PB11 Prediction of Protein Subcellular Localization

Chin-Sheng Yu,b Yu-Ching Chen,a Chih-Hao Lu,a and Jenn-Kang Hwanga,b,c

aInstitute of Bioinformatics, National Chiao Tung University, Taiwan
bDepartment of Biological Science & Technology, National Chiao Tung University, Taiwan
cCore Facility for Structural Bioinformatics, National Chiao Tung University, Taiwan


Recent years have seen a surging interest in developing computational approaches to predict subcellular localization. These methods, based on a wide range of algorithms, have achieved varying degrees of success for specific organisms and for certain localization categories. Here, we developed an approach based on a two-level support vector machine (SVM) system: the first level comprises a number of SVM classifiers, each based on a specific type of feature vectors derived from sequences; the second level SVM classifier functions as the jury machine to generate the probability distribution of decisions for possible localizations. We found that the homology search approach performs surprisingly well for identifying sequence homology as low as 25% sequence homology, but its performance deteriorates considerably for lower sequence identity. A data set of high homology levels obviously appear lead to biased assessment of the performances of the predictive approaches - especially those relying on homology search or sequence annotations. Since our two-level classification system based on SVM does not rely on homology search, its performance remains relatively unaffected by sequence homology. Our results, which are consistent with previous studies, indicate that the homology search approach performs surprisingly well for sequence homology as low as 30% sequence homology, but its performance deteriorates considerably for sequences sharing lower sequence identity. Furthermore, we also develop a practical hybrid method that pipelines the two-level SVM classifier and the homology search method in sequential order as a general tool for the sequence annotation of subcellular localization.



PB12 Deriving a scoring matrix for mapping protein local structure and sequence

Chia-Chuan Liu and Ming-Jing Hwang

Institute of Bioinformatics, National Yang-Ming University, Taipei, Taiwan
IBMS, Academia Sinica, Taipei, Taiwan


The correlation between protein local structure and sequence was low (r ~ -0.2) when one matches them using existing scoring matrices for amino acid sequence similarity.
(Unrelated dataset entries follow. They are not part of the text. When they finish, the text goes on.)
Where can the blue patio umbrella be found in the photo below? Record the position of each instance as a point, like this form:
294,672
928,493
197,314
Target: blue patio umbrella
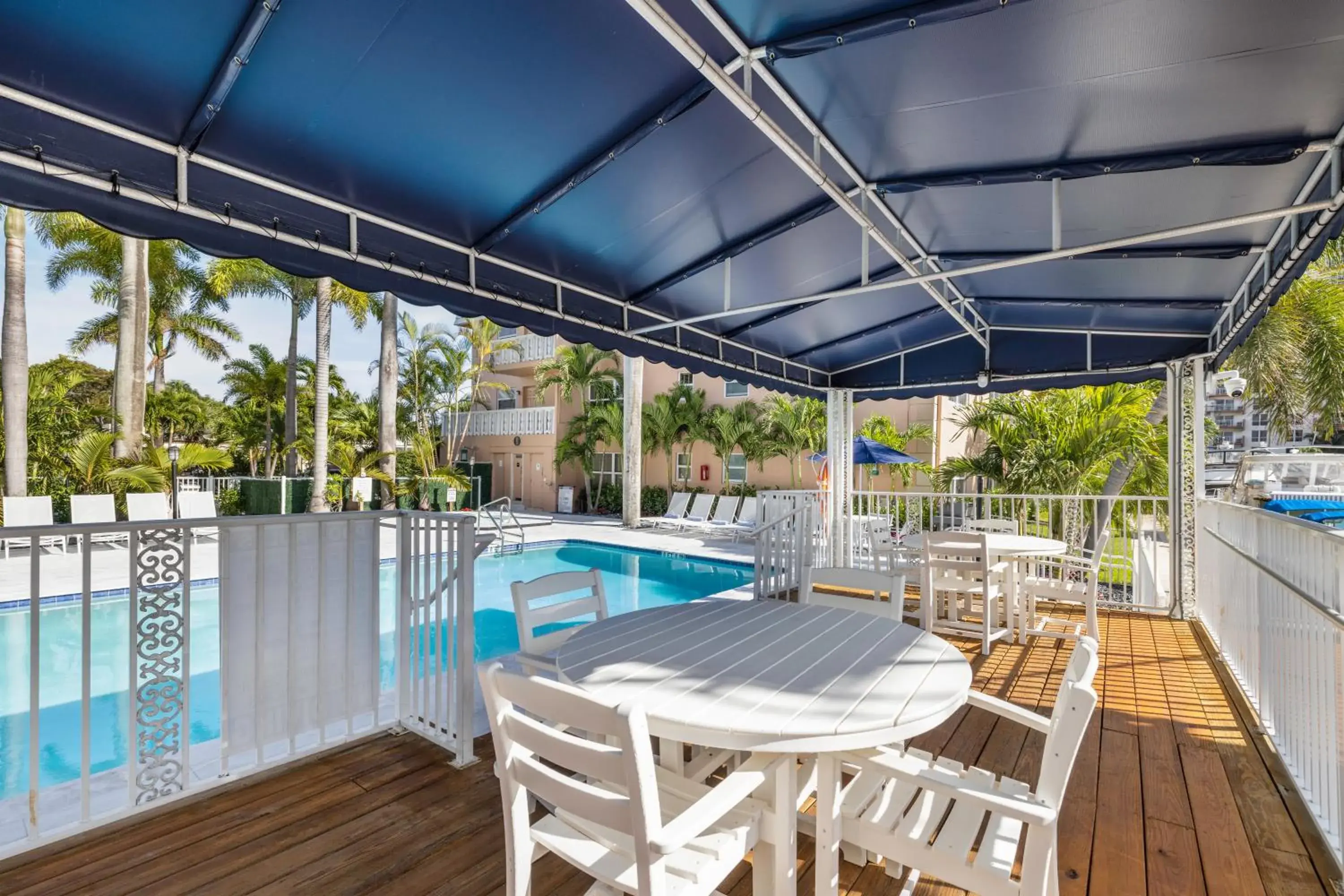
870,452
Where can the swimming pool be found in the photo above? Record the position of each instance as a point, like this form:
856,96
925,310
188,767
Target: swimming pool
635,579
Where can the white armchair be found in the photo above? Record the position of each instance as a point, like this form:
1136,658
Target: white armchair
928,813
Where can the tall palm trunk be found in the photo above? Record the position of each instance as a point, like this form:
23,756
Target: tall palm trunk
124,377
136,436
292,393
323,308
14,363
1123,466
388,398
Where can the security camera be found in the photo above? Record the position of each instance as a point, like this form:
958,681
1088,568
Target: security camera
1230,382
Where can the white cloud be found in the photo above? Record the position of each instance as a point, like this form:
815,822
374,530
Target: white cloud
53,318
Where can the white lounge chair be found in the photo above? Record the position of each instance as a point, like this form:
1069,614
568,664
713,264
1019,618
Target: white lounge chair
198,505
929,813
97,508
612,813
699,512
748,517
30,512
722,517
147,505
676,509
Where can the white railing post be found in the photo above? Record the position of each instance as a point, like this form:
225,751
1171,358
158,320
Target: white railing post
464,616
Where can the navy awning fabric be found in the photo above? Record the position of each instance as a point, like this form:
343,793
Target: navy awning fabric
562,167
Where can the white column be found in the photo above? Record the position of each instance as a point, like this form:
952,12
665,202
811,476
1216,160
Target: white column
632,461
840,466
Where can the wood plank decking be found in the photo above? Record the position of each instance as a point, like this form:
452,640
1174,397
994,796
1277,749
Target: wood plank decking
1170,797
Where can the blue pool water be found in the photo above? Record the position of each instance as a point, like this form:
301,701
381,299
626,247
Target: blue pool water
633,581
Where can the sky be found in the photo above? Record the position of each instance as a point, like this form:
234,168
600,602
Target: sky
53,318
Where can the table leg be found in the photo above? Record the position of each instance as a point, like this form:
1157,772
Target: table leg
828,825
775,862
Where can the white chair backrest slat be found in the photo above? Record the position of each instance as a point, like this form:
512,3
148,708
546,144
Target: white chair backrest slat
93,508
526,715
29,511
748,515
147,505
726,508
865,581
568,610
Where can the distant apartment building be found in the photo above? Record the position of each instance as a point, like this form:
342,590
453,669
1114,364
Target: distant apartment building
518,429
1241,426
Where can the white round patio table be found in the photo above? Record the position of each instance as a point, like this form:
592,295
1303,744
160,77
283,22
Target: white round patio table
771,676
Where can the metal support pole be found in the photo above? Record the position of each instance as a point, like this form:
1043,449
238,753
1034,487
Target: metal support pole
632,444
840,469
1057,228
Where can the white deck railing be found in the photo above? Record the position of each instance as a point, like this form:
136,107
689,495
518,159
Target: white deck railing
194,652
530,349
1135,573
1272,595
518,421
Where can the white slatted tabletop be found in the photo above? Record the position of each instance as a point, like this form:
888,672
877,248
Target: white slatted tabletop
771,676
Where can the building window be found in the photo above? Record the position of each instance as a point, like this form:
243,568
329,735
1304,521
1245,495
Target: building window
605,392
Here we improve the correlation by a new amino acid substitution scoring matrix. We created fragment pairs chosen randomly from PDBselect 25 (a set of protein structures with sequence identity less than 25%) and used Genetic Algorithm (GA) to optimize the correlation. In our results, the GA-optimized scoring matrix for fragment length of 5, 7 and 9 amino acids achieved a much better correlation (r ~ -0.5). The same approach was then applied for local structure classification using the I-sites library as a test set, which is a set of sequence patterns that strongly correlate with protein structure at the local level. The GA-optimized scoring matrix again achieved better results. Thus, in this work we have developed a GA-based approach that can produce amino acid substitution matrices suitable for mapping protein local structure and sequence.